Step 1: Process Context
The Transformer processes all previous tokens: "The", "cat", "sat", "on", "the". Through Self-Attention, all tokens can attend to all other tokens and capture dependencies.

Step 2: Final Hidden State
After all Transformer blocks, the final hidden state emerges – a vector that compresses all context information.

Step 3: Projection to Vocabulary
A final linear layer projects this vector to the vocabulary size (typically: 50K - 128K tokens). This produces "Logits" for each possible token.

Step 4: Softmax Normalization
The softmax function converts logits to probabilities (0-1, sum = 1):

P(tokeni) = exp(logiti) / Σj exp(logitj)

The token with the highest probability is typically selected – in the example "mat".

Fig. 2 | Distribution of probabilities over Top-20 tokens. "mat" leads with 28%, followed by "ground" (15%), "sofa" (12%). The long tail shows many tokens with low probability.

Teacher Forcing and the Exposure Bias Problem

During training, the model always uses the ground-truth tokens as context, not its own predictions. This is called Teacher Forcing and significantly simplifies training.

The Exposure Bias Problem: During inference, however, the model must work with its own predictions – potentially including erroneous tokens. This discrepancy between training and inference can lead to error accumulation.

Some methods to mitigate this:

  • Scheduled Sampling: During training, gradually replace real tokens with model predictions
  • Autoregressive Fine-Tuning: Additional fine-tuning rounds after pretraining
  • Decoding Strategies: Beam Search, Top-k, Top-p to find better sequences
Fig. 3 | Comparison: Teacher Forcing (green arrows = ground-truth) vs. Autoregressive Inference (red arrows = model predictions).
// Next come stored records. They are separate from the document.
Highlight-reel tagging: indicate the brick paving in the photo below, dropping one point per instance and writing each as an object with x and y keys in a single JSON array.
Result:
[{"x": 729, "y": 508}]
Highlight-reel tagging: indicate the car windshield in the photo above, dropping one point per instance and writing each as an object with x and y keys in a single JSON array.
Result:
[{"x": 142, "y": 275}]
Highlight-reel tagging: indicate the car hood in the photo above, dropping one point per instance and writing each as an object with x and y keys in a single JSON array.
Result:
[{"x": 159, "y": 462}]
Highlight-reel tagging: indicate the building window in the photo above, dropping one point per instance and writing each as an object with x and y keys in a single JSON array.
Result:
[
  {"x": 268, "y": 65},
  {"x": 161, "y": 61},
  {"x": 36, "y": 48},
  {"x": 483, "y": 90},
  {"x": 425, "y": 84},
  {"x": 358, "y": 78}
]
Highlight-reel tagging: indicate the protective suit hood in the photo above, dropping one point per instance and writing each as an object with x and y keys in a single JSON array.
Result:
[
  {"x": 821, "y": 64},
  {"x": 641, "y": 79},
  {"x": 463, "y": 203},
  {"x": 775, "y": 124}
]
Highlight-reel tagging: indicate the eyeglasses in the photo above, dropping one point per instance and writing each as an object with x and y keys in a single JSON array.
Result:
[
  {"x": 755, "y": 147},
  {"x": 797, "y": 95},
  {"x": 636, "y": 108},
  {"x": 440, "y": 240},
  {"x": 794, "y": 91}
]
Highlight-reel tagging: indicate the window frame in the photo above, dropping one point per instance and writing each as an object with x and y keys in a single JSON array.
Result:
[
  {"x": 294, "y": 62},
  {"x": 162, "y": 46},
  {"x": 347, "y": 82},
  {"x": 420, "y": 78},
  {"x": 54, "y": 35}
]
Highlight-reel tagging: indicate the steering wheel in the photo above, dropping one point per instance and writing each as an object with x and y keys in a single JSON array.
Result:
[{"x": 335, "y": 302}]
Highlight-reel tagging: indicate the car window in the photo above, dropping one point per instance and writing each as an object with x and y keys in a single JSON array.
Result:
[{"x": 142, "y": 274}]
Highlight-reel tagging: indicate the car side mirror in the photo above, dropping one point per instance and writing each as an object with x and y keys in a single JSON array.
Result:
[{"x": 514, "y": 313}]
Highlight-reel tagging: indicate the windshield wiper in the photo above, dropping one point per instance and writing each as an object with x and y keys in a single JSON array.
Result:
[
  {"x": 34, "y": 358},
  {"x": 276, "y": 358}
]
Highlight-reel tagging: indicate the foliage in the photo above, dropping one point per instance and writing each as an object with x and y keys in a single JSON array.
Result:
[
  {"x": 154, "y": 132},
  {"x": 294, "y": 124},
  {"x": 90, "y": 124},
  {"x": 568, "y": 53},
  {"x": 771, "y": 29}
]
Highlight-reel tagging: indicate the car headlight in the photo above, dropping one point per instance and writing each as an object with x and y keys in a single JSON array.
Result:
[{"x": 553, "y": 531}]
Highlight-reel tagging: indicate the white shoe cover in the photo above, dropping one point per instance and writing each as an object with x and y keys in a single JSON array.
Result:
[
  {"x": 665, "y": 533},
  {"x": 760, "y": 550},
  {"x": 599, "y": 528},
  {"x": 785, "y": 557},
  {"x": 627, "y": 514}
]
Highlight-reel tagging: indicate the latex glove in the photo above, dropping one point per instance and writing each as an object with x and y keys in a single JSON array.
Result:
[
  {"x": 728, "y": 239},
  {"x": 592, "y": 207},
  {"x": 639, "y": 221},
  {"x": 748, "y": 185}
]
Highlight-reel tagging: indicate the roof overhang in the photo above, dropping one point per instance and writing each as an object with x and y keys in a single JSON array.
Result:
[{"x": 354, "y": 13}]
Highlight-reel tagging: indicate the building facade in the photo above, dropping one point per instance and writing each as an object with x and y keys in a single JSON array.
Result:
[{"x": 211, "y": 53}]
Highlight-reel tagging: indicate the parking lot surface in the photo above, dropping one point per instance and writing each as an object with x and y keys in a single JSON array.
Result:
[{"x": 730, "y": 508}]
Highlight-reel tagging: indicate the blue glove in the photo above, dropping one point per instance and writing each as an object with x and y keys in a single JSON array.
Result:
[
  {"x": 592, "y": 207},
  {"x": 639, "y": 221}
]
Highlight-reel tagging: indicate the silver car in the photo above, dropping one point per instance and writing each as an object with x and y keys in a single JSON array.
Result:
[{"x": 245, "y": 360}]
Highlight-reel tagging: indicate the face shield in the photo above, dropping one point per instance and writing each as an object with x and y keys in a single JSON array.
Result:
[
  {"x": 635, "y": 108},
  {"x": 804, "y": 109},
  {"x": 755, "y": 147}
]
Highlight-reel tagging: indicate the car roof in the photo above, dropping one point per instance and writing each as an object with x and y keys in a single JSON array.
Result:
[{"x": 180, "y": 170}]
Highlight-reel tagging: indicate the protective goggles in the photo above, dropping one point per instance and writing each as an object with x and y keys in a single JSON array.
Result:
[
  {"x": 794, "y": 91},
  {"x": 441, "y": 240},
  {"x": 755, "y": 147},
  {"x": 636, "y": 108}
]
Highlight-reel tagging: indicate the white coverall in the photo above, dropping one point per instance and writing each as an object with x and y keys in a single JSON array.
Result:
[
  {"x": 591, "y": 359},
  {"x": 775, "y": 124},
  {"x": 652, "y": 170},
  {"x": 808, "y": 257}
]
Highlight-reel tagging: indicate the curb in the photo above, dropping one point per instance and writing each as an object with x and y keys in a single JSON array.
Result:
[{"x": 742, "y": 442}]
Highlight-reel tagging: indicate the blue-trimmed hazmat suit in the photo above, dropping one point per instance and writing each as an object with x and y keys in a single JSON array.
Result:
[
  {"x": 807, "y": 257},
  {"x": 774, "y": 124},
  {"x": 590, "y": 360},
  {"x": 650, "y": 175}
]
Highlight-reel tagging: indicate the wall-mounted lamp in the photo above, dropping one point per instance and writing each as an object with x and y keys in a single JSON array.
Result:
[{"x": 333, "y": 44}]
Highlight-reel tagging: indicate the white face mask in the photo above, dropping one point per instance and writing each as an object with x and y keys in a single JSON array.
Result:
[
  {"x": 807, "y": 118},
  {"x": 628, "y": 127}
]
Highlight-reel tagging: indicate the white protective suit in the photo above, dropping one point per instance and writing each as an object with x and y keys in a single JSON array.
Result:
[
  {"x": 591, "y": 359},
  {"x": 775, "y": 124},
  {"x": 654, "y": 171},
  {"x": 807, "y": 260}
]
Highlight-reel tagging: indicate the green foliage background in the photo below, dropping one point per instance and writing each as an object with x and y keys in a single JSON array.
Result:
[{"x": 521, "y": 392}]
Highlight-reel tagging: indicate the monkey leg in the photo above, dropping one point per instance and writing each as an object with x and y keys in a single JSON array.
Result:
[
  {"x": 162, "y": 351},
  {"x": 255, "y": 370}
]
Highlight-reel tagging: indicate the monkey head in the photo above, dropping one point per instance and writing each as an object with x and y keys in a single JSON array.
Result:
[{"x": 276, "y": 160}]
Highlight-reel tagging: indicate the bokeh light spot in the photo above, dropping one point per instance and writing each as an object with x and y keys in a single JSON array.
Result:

During training, the context is correct; during inference, errors can accumulate.

Key Insights

🎯 Scalability

Self-Supervised Learning on unlabeled data enables training on trillions of tokens (trillions for o3).

📊 Simple Metric

Perplexity (exponential of Cross-Entropy Loss) is an intuitive metric: How surprising is the test sentence on average?

🔄 Autoregressive Generation

During generation, prediction → token → context → prediction is repeated in a loop until a stop token is reached.

⚡ Quality with Size

Emergent capabilities occur: Small models don't show certain abilities at all, large models acquire them spontaneously.

🎭 Ambiguity of Language

Many tokens are plausible. A model predicting 28% "mat" should also allow alternative answers.

🧠 Decoding Strategies

Greedy (best token), Sampling, Beam Search – different approaches for selecting tokens during generation.